The teenage girl with tears in her eyes and all you can do as her maths teacher is give her a safe place to spend the day before she goes home again to a difficult situation.

The young lad who thought he was dumb until he topped the science test because I read the questions—he couldn’t read but he knew his science!

The young public servants who decided to go into teaching or legal aid because they wanted to help people more than they sought a job with a nice office.

Bright aspiring leaders promoted early, only to be cut down by former mentors who suddenly became competitors.

A coffee for experienced leaders dismissed without thanks and without reason, and ostracised by former colleagues.

These are the things that let people know that strangers or colleagues care. These are the things that can help people through the hard times.

None of these things are on our CVs.

And it is the unwritten reason why I believe we need to retain a strong and proud, frank and fearless public service.

In my four years in the Mental Health Commission, many of our achievements have been quietly won:

  • For the first time in over 15 years, data about suicide has been presented in a way that resonates with local health services—that has resulted in local ownership and local action and will save lives
  • The big things and the small things in the mental health act, will improve lives. We already have feedback of improved lives with legal representation before the Mental Health Review Tribunal
  • Wellbeing activities are springing up across the State
  • Alcohol and other drugs services are now back on the agenda along with mental health services
  • So many government agencies have a much stronger focus on the mental health and wellbeing of the people they work with as well as their staff
  • And as a final effort I have finally secured Queensland a place on the national group that advises on mental health issues in the NDIS—Ivan will represent mental health commissions from July.

The conversation has changed, and we should take some credit for this. Many Queenslanders now talk about the importance of including and respecting people with lived experience, and increasingly people understand this means lived experience of mental illness, of suicide or problematic use of alcohol and other drugs.

We have been through a very independent review—it determined that we have done a commendable job in challenging circumstances.

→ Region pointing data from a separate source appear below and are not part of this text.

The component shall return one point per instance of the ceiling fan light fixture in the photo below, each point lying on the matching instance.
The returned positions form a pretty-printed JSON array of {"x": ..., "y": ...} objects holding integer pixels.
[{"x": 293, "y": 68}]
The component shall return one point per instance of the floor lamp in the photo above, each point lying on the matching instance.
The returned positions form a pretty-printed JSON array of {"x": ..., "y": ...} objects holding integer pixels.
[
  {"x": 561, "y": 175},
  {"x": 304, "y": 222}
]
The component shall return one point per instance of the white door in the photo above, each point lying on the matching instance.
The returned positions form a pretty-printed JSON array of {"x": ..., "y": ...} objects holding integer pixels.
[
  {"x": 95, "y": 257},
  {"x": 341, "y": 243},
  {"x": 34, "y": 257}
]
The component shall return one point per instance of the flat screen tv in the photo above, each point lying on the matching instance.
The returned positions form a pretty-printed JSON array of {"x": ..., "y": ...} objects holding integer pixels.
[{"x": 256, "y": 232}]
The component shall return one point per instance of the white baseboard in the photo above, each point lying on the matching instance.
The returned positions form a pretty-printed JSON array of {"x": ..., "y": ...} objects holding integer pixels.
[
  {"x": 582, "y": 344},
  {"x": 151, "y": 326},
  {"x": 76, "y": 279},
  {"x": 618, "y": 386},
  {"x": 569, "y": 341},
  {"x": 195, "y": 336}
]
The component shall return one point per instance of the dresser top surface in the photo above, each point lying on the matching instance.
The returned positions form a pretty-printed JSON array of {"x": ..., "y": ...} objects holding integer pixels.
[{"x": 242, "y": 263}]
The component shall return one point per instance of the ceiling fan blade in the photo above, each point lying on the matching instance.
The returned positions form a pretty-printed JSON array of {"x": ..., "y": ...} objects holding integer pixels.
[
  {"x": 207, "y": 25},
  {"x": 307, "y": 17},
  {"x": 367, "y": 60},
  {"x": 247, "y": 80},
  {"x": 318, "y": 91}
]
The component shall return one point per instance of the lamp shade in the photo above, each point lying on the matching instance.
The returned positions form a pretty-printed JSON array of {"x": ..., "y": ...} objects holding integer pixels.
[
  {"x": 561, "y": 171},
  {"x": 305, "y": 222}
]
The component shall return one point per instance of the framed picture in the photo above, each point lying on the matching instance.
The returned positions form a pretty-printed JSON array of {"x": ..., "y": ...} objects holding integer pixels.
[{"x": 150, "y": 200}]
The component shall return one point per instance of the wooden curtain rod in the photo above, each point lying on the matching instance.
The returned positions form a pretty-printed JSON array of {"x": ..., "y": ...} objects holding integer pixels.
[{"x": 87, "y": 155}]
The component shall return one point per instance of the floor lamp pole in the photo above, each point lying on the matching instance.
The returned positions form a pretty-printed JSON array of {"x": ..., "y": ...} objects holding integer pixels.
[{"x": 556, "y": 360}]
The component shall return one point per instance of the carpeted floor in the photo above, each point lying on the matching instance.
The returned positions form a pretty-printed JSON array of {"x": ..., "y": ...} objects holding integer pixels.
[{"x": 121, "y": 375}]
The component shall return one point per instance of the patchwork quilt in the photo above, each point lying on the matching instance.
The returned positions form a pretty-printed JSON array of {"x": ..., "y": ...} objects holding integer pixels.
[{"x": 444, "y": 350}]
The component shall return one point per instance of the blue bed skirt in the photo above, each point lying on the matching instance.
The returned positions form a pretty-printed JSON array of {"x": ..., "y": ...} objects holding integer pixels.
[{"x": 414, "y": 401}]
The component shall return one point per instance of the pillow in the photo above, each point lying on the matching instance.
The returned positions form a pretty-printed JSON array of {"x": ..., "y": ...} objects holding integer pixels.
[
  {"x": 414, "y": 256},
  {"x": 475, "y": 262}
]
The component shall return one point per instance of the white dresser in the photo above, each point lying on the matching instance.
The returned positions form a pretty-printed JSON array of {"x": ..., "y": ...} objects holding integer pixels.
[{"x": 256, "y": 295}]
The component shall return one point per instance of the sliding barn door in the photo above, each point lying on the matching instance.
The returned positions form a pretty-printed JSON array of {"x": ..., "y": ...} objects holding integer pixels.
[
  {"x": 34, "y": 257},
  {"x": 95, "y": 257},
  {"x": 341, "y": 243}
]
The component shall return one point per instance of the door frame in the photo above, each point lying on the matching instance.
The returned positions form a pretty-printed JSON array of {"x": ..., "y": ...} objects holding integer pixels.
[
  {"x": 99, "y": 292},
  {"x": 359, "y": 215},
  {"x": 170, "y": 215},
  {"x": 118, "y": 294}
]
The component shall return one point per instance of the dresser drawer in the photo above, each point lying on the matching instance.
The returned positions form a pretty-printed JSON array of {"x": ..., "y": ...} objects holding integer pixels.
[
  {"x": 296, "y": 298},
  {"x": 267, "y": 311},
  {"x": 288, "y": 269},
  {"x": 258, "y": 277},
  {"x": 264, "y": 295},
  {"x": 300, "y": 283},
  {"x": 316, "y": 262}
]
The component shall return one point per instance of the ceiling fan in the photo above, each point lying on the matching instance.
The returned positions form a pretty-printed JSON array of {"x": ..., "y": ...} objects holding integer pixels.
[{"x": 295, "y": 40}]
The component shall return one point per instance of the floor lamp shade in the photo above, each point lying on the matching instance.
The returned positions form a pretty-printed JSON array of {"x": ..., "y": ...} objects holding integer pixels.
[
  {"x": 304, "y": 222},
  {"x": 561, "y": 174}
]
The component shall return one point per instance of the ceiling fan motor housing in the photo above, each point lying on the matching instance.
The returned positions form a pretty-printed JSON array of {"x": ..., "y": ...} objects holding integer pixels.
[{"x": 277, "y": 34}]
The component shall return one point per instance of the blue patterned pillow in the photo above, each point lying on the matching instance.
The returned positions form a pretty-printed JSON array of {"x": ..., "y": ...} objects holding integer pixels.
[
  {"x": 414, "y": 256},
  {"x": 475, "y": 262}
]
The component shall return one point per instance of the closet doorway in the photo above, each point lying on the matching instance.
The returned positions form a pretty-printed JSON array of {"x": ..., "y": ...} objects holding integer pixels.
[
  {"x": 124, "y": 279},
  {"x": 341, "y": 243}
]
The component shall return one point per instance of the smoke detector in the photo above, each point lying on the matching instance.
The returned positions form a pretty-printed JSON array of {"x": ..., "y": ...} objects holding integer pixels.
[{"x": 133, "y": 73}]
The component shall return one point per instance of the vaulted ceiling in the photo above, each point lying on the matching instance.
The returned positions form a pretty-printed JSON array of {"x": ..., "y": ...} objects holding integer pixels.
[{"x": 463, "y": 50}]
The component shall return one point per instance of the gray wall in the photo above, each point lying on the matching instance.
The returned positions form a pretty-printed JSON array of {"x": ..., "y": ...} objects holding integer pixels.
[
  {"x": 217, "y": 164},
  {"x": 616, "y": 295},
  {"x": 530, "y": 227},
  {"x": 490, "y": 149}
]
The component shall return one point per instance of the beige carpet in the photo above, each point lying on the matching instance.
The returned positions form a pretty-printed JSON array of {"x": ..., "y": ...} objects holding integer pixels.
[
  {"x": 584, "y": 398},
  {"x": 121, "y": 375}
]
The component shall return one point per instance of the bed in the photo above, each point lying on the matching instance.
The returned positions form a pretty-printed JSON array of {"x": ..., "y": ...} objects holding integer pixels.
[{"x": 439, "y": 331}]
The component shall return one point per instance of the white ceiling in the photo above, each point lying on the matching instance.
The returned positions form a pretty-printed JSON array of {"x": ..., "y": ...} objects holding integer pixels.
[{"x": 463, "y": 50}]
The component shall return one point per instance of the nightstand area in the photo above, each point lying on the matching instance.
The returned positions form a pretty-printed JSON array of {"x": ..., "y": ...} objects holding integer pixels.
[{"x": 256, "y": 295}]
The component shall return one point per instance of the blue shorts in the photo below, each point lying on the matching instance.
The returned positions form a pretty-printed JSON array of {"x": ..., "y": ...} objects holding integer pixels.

So I am content to leave this role, knowing that the Government cannot retreat from its promise to provide redress to the women who survived their teenage years in Wolston Park; and perhaps it’s best to go with a credibility rating of 74% because it will be very hard to go higher if we keep a broad stakeholder base.

We have not met all the expectations of our stakeholders. That would have been impossible. But we have had a good go at meeting a lot and I wish you all well as you move forward.

Finally I would like to acknowledge the Hon Lawrence Springborg MP and the Hon Cameron Dick MP for their support for the Commission over the last four years.